[e2e] end of interest
rkrishnan at comcast.net
Fri May 9 17:02:46 PDT 2008
John, and others,
Hello, from a long-time lurker.
> >I don't think it said don't bother touching TCP and below so much as said
> >they don't matter. That's certainly what Van said in a more recent talk.
> >And I think it is right -- if you think you have a game changing paradigm
> >that can work over existing stuff but might work better over new stuff,
> >focus on your core idea -- if it works, the rest of the network will
> >morph to support it.
> Some time ago, Microsoft had the same idea about dealing with having
> half an operating system. Didn't work for them, not going to work
> here. Overlays are building on sand, or trying to sweep the mess
> under the layer. They can't fix what is fundamentally an incomplete
Would it be blasphemous to suggest here that the TCP/IP Internet pretty
much grew as an overlay on a network designed to do voice?

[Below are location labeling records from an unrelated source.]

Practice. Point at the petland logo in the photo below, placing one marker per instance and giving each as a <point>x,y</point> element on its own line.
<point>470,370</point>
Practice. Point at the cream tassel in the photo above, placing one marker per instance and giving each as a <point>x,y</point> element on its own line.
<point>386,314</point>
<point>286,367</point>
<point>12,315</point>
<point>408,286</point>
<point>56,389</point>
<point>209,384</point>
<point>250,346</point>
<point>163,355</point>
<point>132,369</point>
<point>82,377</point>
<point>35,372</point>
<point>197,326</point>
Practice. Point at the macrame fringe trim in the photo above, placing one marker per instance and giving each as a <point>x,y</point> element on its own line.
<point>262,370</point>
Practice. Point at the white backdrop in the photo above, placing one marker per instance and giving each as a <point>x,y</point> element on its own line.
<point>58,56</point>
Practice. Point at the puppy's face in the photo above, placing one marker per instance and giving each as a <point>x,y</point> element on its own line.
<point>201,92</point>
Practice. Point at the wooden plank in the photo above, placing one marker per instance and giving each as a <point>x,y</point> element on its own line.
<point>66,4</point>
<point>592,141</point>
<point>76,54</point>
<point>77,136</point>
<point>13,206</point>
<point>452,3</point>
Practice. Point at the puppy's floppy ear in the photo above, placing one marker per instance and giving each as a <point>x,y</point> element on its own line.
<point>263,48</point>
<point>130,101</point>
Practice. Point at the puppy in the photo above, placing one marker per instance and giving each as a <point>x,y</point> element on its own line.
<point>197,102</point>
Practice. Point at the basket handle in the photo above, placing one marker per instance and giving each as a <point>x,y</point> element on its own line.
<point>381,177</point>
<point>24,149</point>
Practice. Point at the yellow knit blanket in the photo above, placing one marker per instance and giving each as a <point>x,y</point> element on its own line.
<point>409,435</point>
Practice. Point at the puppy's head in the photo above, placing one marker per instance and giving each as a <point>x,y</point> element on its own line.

When we take an IP-centric thin-waist view, we can usually ignore the
fact that indeed there may be another Layer 3, (or in fact an entire
protocol stack that we will reduce to a Layer 2 interface) below. The
power of abstraction works great until the underlying problem changes
Several decades ago, did packet switching fix an incomplete
architecture, or did it just change the problem? What if we could
repeat that, especially if as Van suggests the key problem to solve has
indeed changed? What if we only got another incomplete architecture
that offered a different value proposition from IP, just as IP offered a
different one from the phone network, but still arguably incomplete?

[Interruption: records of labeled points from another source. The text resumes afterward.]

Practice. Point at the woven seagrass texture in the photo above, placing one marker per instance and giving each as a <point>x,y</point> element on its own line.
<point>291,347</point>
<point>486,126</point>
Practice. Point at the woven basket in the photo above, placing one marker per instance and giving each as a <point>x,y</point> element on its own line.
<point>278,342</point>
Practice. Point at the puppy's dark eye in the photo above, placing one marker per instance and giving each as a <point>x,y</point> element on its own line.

As a practical matter, suppose we wanted to experiment with different
abstractions that addressed storage concerns at the network layer and
not insist that is an application layer concern. Suppose we wanted to
move from content-agnostic, topology-obsessed ;) abstractions to ones
that focused on reachability to descriptively named/tagged content.
Our choices of deployment strategy include:
(i) build everything from scratch, and reinvent a lot
(ii) focus on the new abstractions, but roll it out as an overlay
over the Internet, and if successful, who knows the core
infrastructure may morph to match as Craig suggests
I believe the latter strategy is more likely to succeed (unless a
from-scratch solution that goes after a need that is under-served by the
Internet succeeds and eventually moves up-market -- borrowing ideas from
Christensen's book "The Innovator's Dilemma"). In any case, overlays
are a cheaper way to weed out the evolutionary dead-ends.
Networks seem to need a critical mass of adoption, and usually an
evolutionarily smart vector to succeed. The DTN Bundle Protocol (or its
successor, with metadata extension block semantics that will hopefully
remain flexible and user-definable) might just offer an opportunity for
acquiring a new critical mass, but only if it finds the smart vector
(that does what Mosaic did for HTTP/HTML, and perhaps BSD for TCP/IP).
I think overlays or middleware by some name or the other are inevitable
(and perhaps even symptomatic of the network having failed us in some
way :). Do we want a million fragmented stove-piped overlays that can
never talk to each other, or should we attempt to change the (level of)
abstraction for the services provided the network?